There are two book reviews in this post.
I won a paperback copy of Breaking the Mould: Learning to thrive as a Ministry Mum by Jules Middleton from the publisher SPCK* on Twitter . I was excited about winning it as I have been following Jules Middleton on social media (including her blog Apples of Gold) since we both reviewed Bible to go! for the Big Bible Project.
Both sentences in Kate Bottley’s endorsement: ‘Will make you laugh and cry along with her. Not just for ministry mums.’ are true. The target readership is women thinking of becoming ministers in any Christian denomination, those training or serving especially mothers, mothers-to-be and those hoping to have a family. Much of the content is also applicable to lay people. Middleton uses innovative analogies to make her points.
Other ministry mums have contributed their own stories to the book, which has an introduction by Sharon Prentis. Some of the contributors were familiar to me from Twitter.
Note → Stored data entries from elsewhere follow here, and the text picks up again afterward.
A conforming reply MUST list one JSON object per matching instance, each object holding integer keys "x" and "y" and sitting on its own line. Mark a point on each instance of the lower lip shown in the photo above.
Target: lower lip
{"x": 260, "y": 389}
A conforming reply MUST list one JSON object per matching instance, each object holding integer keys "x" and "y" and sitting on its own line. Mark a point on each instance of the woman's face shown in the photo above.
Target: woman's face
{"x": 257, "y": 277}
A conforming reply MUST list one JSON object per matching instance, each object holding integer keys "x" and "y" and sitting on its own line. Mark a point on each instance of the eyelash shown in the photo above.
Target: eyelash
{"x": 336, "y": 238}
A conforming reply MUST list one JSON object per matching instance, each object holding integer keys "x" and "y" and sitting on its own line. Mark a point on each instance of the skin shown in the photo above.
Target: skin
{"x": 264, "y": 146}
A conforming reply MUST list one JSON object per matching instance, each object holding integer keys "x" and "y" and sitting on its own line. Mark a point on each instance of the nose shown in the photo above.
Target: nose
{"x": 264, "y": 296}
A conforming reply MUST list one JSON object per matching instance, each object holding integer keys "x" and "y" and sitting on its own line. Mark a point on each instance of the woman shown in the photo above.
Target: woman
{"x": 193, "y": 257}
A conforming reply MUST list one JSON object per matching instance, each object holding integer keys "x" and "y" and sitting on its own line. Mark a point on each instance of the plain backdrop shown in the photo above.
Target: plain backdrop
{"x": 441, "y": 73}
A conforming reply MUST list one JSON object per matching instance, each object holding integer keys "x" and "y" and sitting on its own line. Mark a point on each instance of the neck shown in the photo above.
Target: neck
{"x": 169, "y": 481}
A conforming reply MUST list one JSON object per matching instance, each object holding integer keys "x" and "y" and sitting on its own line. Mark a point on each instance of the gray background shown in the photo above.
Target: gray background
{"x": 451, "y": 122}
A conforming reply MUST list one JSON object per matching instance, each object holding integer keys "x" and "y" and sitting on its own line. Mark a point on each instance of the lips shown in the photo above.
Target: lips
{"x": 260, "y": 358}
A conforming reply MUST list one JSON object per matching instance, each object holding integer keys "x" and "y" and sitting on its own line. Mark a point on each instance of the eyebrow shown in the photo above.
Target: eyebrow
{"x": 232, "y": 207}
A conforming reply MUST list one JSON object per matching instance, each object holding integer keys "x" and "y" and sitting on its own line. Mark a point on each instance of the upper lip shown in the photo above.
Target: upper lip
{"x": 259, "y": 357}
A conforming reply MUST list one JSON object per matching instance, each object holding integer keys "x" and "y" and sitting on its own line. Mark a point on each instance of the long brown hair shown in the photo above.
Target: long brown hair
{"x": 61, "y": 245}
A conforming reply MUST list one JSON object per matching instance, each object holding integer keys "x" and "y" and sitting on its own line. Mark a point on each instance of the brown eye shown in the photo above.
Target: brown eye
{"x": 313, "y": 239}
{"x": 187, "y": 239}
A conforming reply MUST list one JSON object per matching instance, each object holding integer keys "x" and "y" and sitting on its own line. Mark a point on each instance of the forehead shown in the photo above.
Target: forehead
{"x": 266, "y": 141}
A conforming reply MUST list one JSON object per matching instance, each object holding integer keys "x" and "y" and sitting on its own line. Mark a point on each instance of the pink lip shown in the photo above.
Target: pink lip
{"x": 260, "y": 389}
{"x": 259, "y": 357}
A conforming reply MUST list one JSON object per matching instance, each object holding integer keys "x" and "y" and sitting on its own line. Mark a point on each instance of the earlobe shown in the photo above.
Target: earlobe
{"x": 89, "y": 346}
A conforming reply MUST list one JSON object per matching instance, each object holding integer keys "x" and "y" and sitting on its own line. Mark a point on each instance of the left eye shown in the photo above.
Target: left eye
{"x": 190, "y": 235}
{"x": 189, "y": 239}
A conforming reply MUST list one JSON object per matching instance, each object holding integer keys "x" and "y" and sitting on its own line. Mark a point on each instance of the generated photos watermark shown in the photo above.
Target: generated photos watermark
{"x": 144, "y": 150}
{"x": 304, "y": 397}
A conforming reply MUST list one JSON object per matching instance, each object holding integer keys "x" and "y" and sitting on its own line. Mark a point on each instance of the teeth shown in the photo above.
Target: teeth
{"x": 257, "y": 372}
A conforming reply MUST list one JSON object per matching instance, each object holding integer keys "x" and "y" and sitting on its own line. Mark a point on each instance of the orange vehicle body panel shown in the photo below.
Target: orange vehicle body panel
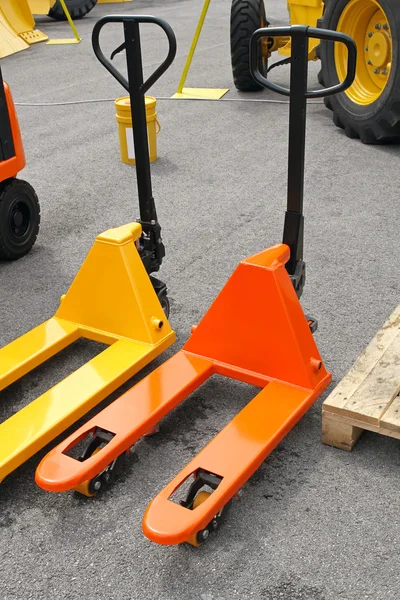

They have enhanced the book explaining, for example, how a physical disability or mental health condition is not a barrier to serving in the Church.
I found the explanation of the context and background to the passage about the perfect wife in Proverbs 31:10-31 particularly helpful.
Surprisingly, when I had finished reading it hubby picked it up and is finding it very interesting and readable, proving the point that this is a book which is attractive to a wide readership.
The second book was To the Lighthouse by Virginia Woolf which I read as an e-book from BorrowBox. I had not read any of Virginia Woolf’s writing previously. I did not find the story particularly gripping. It was told in an unusual way, concentrating on the thoughts and feelings of the characters as much if not more than the action. I didn’t find a contents list or a way to flip back to earlier parts of the story, but that might be due to my unfamiliarity with the BorrowBox app.
The first part of the book was a description of life in a large household over about a day. The chapter numbers began again at 1 with a jump forward in time. Some of the insights into character and motivation were interesting, but I won’t be rushing to read everything Woolf wrote. The story was followed by a biography of Woolf, which I might have liked to read first. In a printed book that would have been easy! It took me a long time to finish reading it.
I have been unable to find the cover image used on BorrowBox. It was an edition published by A Word to the Wise. This link is interesting.
* not IVP (UK) as I originally stated.